1. How do individual physicians contribute to health care disparities? Thinking about an area of health care of particular interest to you, what research do you think could be done to either understand the effect of individual physicians on health disparities, or to decrease this effect?
Clinicians can bring conscious and unconscious biases to a health care encounter with an individual patient or to larger public health problems. Ethnic or racial groups can be lumped together and stereotyped leading to presumptive judgement on how to best proceed with caring. These biases are complex and can be a result of training, poor understanding of health disparities or personal experience. As the readings from this week highlighted, these biases can contribute to poor health outcomes due to clinicians incorporating assumptions into diagnoses and treatment.
Discrimination and abuse during childbirth is a research area gaining traction over the past decade. In 2011, a seminal landscape analysis by Bowser and Hill (2011) on disrespect and abuse in facility-based childbirth catalyzed a wave of research on quality of care as a principal barrier for maternal health access (1). Consequently, the World Health Organization released a statement utilizing a human rights framework for the prevention and elimination of disrespect and abuse during facility-based childbirth. The bulk of the existing research focuses on the provider-patient relationship in terms of racism, cultural competency and human dignity during childbirth. An area I am particularly interested in is the effect of discrimination on health care utilization on prenatal care and childbirth in healthcare facilities for subsequent deliveries.
2) Structural issues within health care delivery are implicated in health care disparities. Please brainstorm 4 structural issues that might contribute to these disparities. Which of these are relevant to your particular area of research, and how?
1. Access to flexible resources: according to Link & Phelan (1995), an individual with greater resources such as money, power, prestige and social connections is able to avoid disease risks, have access to an array of medicines and treatment than those with less resources (2). For childbirth in low income settings like Guatemala, even public health facilities have fees for service that create barriers for women who do not have access to flexible resources and deliver without a skilled birth attendant.
2. Language Barriers: as highlighted in the article by Fernandez et al (2010) discordant language between patient and provider can lead to health disparities. Among indigenous women in Guatemala, many have limited Spanish proficiency and speak Mayan dialects. Often health clinics do not have interpretation services which can lead to non-consented care, barriers to utilization and discrimination during childbirth.
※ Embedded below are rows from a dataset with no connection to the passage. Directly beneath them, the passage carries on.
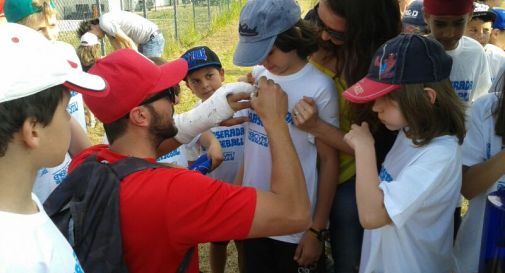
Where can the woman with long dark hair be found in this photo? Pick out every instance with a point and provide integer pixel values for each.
(351, 31)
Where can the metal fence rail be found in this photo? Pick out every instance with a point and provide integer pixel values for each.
(176, 18)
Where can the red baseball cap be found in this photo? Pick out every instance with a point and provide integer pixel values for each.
(132, 78)
(448, 7)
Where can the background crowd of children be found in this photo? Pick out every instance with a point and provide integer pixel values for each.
(395, 110)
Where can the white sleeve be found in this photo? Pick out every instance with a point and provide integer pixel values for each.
(108, 25)
(327, 104)
(474, 146)
(483, 82)
(422, 178)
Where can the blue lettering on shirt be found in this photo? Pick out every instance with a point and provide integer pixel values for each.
(169, 155)
(384, 175)
(60, 175)
(43, 171)
(463, 89)
(258, 138)
(72, 107)
(229, 156)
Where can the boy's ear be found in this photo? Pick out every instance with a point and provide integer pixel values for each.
(221, 74)
(431, 94)
(30, 133)
(139, 116)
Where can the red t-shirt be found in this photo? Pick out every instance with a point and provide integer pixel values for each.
(164, 212)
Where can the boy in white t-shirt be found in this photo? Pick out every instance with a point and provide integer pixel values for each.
(407, 208)
(497, 37)
(35, 133)
(205, 76)
(447, 20)
(41, 16)
(483, 172)
(480, 28)
(272, 34)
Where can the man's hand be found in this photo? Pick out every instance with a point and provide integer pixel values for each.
(270, 102)
(309, 250)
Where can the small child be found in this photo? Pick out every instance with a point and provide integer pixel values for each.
(480, 28)
(88, 50)
(35, 133)
(497, 37)
(407, 208)
(40, 15)
(483, 172)
(447, 19)
(272, 34)
(205, 76)
(413, 19)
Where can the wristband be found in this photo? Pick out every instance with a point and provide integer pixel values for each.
(321, 235)
(209, 113)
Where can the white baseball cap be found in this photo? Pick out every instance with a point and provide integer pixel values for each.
(31, 64)
(89, 39)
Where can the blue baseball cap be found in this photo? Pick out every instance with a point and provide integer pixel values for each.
(200, 57)
(483, 12)
(405, 59)
(413, 19)
(260, 23)
(499, 22)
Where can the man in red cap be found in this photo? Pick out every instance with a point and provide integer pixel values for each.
(447, 20)
(166, 211)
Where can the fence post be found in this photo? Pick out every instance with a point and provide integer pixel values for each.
(99, 13)
(175, 21)
(194, 13)
(208, 13)
(145, 8)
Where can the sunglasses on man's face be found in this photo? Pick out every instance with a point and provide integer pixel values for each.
(168, 94)
(337, 35)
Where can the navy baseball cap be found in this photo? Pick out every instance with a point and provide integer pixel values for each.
(260, 23)
(413, 20)
(199, 57)
(405, 59)
(483, 12)
(499, 23)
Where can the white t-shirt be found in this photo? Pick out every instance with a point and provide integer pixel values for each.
(232, 145)
(481, 143)
(470, 75)
(138, 28)
(308, 82)
(421, 188)
(495, 59)
(49, 178)
(32, 243)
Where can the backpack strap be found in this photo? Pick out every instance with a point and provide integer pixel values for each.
(185, 261)
(130, 165)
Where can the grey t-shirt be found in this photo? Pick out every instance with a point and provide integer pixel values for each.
(135, 26)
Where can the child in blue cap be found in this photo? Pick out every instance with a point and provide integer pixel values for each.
(407, 208)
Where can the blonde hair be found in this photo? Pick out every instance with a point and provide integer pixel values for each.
(88, 55)
(46, 14)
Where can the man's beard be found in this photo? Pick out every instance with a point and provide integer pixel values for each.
(160, 129)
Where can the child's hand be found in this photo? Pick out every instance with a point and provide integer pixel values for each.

3. Geographic barriers: distance to a health facility affects screening and treatment options for many patients. This is particularly true during the prenatal care period when women need to interface with the health care systems ideally at least 3-4 times during pregnancy. This is complicated by rural residence, childcare and resources to travel to a facility located far from the family residence.
4. Cultural barriers: This is particularly relevant when considering the meaning of birth and how a facility can override those priorities for a family with application of a strict medical model. This can manifest in birth position, ritual and assistance during labor.
1. http://www.tractionproject.org/sites/default/files/Respectful_Care_at_Birth_9-20-101_Final.pdf
2. Phelan, J., Link, B., Tehranifar, P. (2010). Social Conditions as Fundamental Causes of Health Inequalities: Theory, Evidence, and Plicy Implications. Journal of Health and Social Behavior 51(S) S28-S40.